Neel Nanda comments on A Walkthrough of Interpretability in the Wild (w/ authors Kevin Wang, Arthur Conmy & Alexandre Variengien)

Neel Nanda 8 Nov 2022 22:09 UTC
LW: 2 AF: 1
0
AF
Thanks for clarifying your position, that all makes sense.

I’d argue that most of the updating should already have been done already, not even based on Chris Olah’s work, but on neuroscientists working out things like the toad’s prey-detection circuits.

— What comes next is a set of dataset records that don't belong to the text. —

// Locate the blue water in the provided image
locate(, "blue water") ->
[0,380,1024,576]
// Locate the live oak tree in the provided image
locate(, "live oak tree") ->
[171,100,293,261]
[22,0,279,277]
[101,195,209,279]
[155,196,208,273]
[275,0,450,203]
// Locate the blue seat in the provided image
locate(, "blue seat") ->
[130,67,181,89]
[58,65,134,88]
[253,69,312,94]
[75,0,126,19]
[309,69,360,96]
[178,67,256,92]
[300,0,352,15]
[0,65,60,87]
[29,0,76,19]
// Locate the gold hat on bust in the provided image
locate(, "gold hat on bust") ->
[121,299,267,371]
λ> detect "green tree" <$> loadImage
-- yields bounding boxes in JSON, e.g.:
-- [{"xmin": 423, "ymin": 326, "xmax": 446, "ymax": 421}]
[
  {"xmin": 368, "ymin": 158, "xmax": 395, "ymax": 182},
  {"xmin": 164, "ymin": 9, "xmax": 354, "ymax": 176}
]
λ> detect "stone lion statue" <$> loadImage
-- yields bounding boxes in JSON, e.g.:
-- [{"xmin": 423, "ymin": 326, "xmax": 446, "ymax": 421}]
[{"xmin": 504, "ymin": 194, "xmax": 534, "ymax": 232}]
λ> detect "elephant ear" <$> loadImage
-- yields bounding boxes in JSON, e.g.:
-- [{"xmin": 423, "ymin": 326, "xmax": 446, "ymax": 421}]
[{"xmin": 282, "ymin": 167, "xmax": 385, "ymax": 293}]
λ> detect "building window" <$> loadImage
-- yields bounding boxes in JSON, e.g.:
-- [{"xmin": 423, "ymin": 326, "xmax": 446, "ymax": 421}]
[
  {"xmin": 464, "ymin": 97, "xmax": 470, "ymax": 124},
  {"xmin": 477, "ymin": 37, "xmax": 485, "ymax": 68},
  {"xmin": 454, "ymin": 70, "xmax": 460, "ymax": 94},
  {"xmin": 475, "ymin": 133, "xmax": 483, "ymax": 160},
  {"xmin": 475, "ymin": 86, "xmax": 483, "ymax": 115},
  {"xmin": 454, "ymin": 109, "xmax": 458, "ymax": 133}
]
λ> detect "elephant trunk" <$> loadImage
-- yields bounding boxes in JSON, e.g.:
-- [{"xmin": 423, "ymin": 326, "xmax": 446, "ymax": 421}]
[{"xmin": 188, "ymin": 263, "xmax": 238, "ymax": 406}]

Huh, can you say more about this? I’m not familiar with that example (though have a fairly strong prior on there being at best a weak association between specific neuroscience results + specific AI interp results)
- Charlie Steiner 8 Nov 2022 23:12 UTC
  LW: 2 AF: 1
  0
  AF Parent
  I’m thinking about the paper Ewert 1987, which I know about because it spurred Dennet’s great essay Eliminate the Middletoad, but I don’t really know the gory details of, sorry.
  I agree the analogy is weak, and there can be disanalogies even between different ANN architectures. I think my intuition is based more on some general factor of “human science being able to find something interesting in situations kinda like this,” which is less dependent on facts of the systems themselves and more about, like, do we have a paradigm for interpreting signals in a big mysterious network?